AW: Automatic GPU selection in NAMD ?

From: Norman Geist (norman.geist_at_uni-greifswald.de)
Date: Wed May 18 2011 - 00:24:45 CDT

Hi,

I had the same problem while using the SunGridEngine which is only able to
consume cpus. If you use such a queing system too, you can just write a
little script, and call it with a single command within the job script. I
just wrote a script which reads a "Node".data file where two values are
applied: CPU=4 GPU=2. This script then creates a file "Node.alloc" which is
created like this:

---------------------------
ALLOC 0 1 //which gpus are used
JOBID 1234 0 //The job and the gpu it uses
STAMP 1234 12.04.2010 //When the job got started
JOBID 1235 1
STAMP 1235 15.04.2010
---------------------------

The GPU count is linked to the number of cores used on the node, then for
every CPUs/GPUs CPUs, one GPU is allocated. This brins the advantage, that
the job still remains in the queue because if theres not enough cpus, there
is no gpu free. The script writes the alloc file and you always know which
gpus are in use. A second script is called at the end of the job script to
unallocated the gpus. Also the allocater checks at runtime if all jobs in
the alloc file are still running, if not, he frees the gpus, that happens in
cases where the script got killed, without the unallocator to be called.

So its just easy:

1. Data file for the nodes.
2. alloc file for the nodes.
3. allocater script -> alloc & unnalloc old entrys
4. unallocater script

Best regards

Norman Geist.

-----Ursprüngliche Nachricht-----
Von: owner-namd-l_at_ks.uiuc.edu [mailto:owner-namd-l_at_ks.uiuc.edu] Im Auftrag
von Axel Kohlmeyer
Gesendet: Dienstag, 17. Mai 2011 14:20
An: David McGiven
Cc: Jesper Sørensen; namd-l
Betreff: Re: namd-l: Automatic GPU selection in NAMD ?

david

2011/5/17 David McGiven <davidmcgivenn_at_gmail.com>:
> Hi Jesper,
>
> But I don't want to use all the avaliable gpu's. I want to use only 1 or 2
> out of 4, but not knowing which of them are free.

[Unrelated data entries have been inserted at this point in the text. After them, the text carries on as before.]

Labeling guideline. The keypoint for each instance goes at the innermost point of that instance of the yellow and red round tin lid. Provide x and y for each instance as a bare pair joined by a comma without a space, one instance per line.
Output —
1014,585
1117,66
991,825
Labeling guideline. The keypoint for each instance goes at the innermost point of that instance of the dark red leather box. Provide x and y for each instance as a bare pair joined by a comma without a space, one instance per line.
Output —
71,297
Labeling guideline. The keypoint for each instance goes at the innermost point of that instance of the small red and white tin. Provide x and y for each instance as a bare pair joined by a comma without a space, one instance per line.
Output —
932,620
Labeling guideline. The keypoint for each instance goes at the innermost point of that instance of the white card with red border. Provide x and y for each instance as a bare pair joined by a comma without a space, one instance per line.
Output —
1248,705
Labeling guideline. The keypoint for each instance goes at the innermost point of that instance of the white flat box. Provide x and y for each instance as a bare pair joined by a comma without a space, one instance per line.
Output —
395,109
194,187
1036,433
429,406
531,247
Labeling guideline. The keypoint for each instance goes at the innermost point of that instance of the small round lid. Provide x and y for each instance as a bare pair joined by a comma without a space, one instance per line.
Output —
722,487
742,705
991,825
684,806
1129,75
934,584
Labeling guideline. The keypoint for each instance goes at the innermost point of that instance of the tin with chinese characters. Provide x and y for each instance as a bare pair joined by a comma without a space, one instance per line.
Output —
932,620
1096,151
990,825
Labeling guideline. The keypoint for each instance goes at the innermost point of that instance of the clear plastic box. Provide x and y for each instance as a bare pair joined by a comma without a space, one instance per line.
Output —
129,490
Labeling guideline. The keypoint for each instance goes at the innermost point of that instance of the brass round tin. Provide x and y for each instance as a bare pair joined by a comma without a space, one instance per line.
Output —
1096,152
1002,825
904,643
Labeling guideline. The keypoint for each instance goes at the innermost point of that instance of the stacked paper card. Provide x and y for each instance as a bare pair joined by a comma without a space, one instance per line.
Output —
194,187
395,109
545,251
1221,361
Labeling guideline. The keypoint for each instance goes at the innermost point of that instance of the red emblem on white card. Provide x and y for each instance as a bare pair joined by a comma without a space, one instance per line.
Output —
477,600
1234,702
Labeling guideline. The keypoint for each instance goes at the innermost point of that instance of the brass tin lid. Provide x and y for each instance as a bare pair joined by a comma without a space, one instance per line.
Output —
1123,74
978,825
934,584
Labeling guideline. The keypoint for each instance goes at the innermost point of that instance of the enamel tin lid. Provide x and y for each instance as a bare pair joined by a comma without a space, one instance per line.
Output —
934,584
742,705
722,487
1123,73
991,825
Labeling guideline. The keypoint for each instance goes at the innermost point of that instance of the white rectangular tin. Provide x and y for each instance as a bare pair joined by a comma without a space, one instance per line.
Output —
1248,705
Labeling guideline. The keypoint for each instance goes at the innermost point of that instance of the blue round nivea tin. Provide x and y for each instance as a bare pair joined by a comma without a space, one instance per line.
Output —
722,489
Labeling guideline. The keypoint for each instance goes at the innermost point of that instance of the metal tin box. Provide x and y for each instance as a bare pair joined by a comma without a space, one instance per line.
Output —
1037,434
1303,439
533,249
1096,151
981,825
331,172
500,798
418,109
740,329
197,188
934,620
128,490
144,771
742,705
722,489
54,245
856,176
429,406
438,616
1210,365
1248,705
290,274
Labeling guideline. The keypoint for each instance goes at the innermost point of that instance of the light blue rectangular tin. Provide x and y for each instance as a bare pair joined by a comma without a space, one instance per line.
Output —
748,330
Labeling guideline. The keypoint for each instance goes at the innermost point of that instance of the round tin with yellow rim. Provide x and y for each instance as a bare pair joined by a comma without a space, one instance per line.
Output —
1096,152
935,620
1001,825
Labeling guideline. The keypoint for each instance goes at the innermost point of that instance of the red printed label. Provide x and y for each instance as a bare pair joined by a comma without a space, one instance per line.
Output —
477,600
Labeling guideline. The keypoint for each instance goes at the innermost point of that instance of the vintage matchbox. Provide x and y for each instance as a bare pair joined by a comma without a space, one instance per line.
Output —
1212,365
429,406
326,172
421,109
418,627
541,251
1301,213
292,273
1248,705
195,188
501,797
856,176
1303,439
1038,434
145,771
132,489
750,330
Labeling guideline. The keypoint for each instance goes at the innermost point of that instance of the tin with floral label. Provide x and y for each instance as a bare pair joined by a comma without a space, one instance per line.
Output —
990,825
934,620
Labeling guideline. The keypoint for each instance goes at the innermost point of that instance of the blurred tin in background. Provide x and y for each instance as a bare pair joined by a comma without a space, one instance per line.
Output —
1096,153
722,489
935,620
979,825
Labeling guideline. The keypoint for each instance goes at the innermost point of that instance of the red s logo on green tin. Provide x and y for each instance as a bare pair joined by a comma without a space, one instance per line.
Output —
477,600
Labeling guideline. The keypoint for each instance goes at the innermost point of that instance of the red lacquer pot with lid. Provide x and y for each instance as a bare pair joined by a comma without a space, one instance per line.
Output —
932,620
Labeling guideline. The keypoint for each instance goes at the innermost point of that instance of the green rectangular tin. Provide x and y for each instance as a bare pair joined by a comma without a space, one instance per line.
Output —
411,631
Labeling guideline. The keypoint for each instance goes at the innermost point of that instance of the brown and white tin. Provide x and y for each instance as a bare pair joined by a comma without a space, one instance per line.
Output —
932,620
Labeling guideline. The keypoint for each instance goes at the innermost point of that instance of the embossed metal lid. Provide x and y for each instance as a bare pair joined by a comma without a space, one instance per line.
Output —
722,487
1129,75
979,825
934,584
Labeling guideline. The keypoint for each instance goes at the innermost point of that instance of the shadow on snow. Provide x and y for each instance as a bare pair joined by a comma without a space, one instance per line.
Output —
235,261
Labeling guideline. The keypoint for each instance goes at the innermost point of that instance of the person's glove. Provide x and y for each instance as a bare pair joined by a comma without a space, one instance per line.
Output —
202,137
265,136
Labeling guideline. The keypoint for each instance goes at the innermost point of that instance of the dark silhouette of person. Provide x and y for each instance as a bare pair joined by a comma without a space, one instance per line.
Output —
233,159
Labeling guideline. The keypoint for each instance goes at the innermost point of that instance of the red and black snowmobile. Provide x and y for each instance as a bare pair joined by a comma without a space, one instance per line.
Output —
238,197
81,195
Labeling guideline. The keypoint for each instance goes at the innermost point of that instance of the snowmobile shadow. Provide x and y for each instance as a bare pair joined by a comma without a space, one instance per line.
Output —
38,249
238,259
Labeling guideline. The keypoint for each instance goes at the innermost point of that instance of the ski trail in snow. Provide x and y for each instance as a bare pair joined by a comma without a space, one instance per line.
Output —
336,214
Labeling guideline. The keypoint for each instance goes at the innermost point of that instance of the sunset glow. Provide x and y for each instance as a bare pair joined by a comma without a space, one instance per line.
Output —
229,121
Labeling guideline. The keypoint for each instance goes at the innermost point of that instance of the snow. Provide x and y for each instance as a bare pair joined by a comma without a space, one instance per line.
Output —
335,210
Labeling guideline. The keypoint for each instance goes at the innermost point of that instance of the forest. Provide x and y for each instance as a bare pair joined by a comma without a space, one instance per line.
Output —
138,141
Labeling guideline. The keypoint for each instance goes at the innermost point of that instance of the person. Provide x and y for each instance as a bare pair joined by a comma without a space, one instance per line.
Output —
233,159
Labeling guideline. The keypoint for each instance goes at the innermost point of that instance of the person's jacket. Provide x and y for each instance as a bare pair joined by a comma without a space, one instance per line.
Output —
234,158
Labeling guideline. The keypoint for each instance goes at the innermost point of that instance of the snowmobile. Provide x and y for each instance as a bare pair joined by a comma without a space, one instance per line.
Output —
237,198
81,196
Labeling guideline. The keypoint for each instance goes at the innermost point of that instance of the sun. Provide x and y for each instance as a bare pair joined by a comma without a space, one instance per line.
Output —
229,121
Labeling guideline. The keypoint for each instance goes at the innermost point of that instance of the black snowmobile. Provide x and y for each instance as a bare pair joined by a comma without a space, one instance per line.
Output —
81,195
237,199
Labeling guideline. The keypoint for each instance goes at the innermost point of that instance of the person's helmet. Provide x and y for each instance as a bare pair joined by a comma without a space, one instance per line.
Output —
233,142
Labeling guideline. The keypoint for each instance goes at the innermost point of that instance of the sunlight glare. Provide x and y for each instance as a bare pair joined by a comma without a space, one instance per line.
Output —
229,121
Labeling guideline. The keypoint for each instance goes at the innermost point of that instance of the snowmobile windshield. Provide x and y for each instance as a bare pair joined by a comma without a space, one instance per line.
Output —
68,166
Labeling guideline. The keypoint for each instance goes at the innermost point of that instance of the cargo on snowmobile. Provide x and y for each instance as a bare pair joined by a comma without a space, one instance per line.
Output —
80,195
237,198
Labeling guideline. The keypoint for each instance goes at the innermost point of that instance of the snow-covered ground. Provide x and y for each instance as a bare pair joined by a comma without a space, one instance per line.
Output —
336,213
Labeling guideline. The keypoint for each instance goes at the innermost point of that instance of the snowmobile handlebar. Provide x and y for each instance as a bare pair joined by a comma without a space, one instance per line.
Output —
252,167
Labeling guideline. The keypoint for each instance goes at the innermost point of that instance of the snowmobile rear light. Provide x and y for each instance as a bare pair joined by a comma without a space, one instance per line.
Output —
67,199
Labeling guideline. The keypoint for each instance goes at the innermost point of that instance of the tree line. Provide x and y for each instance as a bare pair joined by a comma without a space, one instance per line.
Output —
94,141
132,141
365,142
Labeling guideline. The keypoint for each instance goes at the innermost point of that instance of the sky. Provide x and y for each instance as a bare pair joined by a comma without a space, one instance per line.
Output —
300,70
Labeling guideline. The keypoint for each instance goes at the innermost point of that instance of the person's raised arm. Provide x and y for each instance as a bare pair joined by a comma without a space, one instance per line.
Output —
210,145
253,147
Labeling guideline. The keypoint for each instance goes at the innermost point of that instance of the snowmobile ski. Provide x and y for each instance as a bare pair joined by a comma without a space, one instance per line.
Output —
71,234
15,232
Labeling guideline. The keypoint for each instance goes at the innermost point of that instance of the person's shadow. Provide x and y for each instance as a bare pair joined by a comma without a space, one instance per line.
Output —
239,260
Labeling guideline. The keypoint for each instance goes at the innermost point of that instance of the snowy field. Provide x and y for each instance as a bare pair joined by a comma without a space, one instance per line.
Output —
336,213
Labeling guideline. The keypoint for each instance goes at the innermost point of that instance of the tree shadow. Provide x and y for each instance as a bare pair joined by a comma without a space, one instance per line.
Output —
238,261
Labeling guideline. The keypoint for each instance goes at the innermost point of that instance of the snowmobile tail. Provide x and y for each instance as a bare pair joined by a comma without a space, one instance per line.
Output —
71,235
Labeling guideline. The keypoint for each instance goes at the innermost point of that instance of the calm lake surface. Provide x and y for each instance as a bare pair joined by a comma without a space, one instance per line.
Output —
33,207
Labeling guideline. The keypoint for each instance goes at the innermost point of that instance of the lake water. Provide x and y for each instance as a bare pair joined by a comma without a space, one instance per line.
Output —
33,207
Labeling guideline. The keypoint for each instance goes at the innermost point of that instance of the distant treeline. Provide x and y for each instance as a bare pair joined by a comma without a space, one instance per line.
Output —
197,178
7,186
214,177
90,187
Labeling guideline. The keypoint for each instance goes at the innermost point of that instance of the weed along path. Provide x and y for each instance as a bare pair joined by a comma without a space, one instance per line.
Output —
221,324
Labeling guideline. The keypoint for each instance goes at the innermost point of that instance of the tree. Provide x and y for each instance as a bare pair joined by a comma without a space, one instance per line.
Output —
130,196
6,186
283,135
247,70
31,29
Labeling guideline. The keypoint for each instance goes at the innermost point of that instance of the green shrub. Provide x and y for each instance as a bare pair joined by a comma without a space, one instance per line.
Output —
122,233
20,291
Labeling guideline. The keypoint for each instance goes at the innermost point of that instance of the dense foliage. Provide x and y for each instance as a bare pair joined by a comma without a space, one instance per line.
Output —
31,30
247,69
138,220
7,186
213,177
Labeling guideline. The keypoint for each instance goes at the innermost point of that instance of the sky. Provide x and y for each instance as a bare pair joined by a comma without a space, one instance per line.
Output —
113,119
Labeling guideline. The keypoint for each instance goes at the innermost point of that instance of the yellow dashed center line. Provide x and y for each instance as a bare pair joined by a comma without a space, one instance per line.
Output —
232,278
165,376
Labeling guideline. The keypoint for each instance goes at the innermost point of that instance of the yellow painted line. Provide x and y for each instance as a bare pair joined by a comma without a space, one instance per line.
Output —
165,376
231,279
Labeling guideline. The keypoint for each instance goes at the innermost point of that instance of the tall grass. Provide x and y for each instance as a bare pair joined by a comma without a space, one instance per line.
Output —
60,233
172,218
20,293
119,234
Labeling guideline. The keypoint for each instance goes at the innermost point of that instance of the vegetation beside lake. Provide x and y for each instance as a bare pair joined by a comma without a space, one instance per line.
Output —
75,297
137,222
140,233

you already know my position on how much performance
is tainted by having multiple jobs enter a machine and
compete for resources, so i won't iterate that again.

> I am wondering if there's a simple solution for that or if I will have to
> create a script that parses through nvidia-smi output and crafts a
+devices
> argument with the avaliable GPU's. Not easy, nor elegant solution though.

this is usually handled by writing a prologue/epilogue script that
associates GPUs with a job by using lock files. it is easy to do
with programs like HOOMD that utilize only a single GPU per job.
to make this more flexible requires better support from the batch
system. if i remember correctly, very recent torque versions allow
to define the number of GPUs per node and set environment variables
according to the gpu requirements given to the nodes flag.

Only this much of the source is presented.